The Battle of Hanging Rock, however, was only an epilogue to a far greater story involving our neighbor to the North, Lynchburg, known then and now as the City of Seven Hills. Those hills played a role in a drama that had vital consequences for the warring parties and could well have altered the ultimate outcome of the Civil War.
While easily overlooked amidst the scenes of far larger battles, in mid-1864 the critical significance of Lynchburg in the Civil War could not be denied. The city was a vital rail link between Robert E. Lee’s Army of Northern Virginia facing Ulysses S. Grant’s massive force around Richmond-Petersburg and the resource rich Shenandoah Valley. Three railroads went through Lynchburg. The city also was the depot for commissary and quartermaster stores gathered in the region. Here too were collected many of the scant medical supplies held by the Confederacy. The town also was a major hospital center, whose thousands of solder-patients had turned Lynchburg into one of Virginia’s largest population centers. It had to be held.
Grant sent an army under David Hunter to capture this vital city. Lee could not afford to surrender Lynchburg without a fight and rushed Early and reinforcements to the beleaguered metropolis. The stage was set for the Battle of Lynchburg, which took place on June 17-18, 1864. Over 30,000 men struggled for control of the city. How the outnumbered Early first maneuvered, tricked, and fought Hunter into defeat, and then compelled him to become Salem and Roanoke’s most unwelcome tourist is a dramatic story well worth telling.
To present this story, on Tuesday, September 9, the Roanoke Civil War Round Table—winner of a 2024 Kegley Award for Heritage Education [see
https://roanokepreservation.org/preservation-awards/]—will host Keith A. Harvey.

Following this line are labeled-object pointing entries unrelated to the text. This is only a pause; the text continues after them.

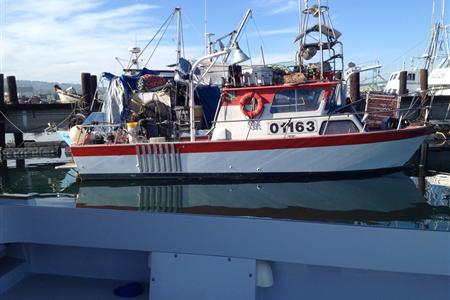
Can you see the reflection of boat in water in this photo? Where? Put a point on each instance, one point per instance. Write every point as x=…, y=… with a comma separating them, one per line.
x=339, y=199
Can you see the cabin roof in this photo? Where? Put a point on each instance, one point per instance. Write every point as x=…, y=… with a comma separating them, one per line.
x=284, y=86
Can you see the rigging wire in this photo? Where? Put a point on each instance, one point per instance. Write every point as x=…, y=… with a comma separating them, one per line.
x=159, y=41
x=167, y=21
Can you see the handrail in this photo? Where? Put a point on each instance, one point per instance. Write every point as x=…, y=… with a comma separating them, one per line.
x=327, y=115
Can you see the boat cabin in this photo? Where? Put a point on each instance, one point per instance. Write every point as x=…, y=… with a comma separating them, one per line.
x=275, y=111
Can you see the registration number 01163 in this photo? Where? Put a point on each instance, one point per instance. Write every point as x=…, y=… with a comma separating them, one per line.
x=292, y=127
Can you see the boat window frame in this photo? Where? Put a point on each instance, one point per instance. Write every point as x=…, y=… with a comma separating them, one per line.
x=325, y=126
x=317, y=106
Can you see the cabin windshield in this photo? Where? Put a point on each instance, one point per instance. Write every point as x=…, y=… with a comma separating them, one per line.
x=298, y=100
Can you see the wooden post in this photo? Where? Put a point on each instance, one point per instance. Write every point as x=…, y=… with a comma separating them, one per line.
x=355, y=87
x=423, y=80
x=85, y=88
x=2, y=119
x=402, y=88
x=12, y=90
x=13, y=99
x=423, y=165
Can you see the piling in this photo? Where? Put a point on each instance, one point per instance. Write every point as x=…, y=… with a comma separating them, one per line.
x=423, y=166
x=423, y=80
x=13, y=99
x=86, y=89
x=402, y=88
x=2, y=89
x=2, y=119
x=355, y=87
x=93, y=89
x=12, y=90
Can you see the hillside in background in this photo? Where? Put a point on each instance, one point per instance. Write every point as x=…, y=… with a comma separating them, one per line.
x=30, y=88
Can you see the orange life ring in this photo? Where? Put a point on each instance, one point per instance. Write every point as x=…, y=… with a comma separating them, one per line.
x=248, y=99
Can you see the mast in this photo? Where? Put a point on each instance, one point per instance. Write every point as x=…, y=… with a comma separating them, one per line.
x=320, y=40
x=438, y=47
x=179, y=32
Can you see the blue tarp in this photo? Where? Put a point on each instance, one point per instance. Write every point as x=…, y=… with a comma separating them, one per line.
x=208, y=96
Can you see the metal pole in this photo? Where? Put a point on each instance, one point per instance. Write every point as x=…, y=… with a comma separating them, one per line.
x=192, y=88
x=178, y=12
x=320, y=40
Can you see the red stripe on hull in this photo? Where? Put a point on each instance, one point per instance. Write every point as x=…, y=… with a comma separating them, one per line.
x=263, y=144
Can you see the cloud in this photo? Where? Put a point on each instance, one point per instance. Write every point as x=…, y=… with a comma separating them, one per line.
x=290, y=31
x=276, y=7
x=56, y=40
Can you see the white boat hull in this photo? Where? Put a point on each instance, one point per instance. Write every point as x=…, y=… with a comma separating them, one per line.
x=334, y=153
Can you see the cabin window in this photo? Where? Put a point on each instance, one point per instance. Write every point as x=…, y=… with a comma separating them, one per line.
x=338, y=127
x=296, y=100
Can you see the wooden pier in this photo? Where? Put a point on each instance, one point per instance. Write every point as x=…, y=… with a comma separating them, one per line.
x=17, y=118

Keith is currently a Museum Experience Leader for the Lynchburg Museum System and an author and historian from Campbell County, Virginia. A 2022 graduate of the Randolph College Museum and Heritage Studies program, which provides internships at the Maier Museum of Art, Stafford Museum and Cultural Center, and the Lynchburg Museum, he has worked previously for the National Park Service and the American Civil War Museum-Appomattox. Keith also is Treasurer, Appomattox-Petersburg Preservation Society.
Date, Time & Location: Tuesday, September 9 (7:00 pm), Chapel of the Residents’ Center at Friendship, 397 Hershberger Road, Roanoke, VA, 24012. Admission $5.00 for Non-Round Table Members (and becoming a Round Table member is welcome).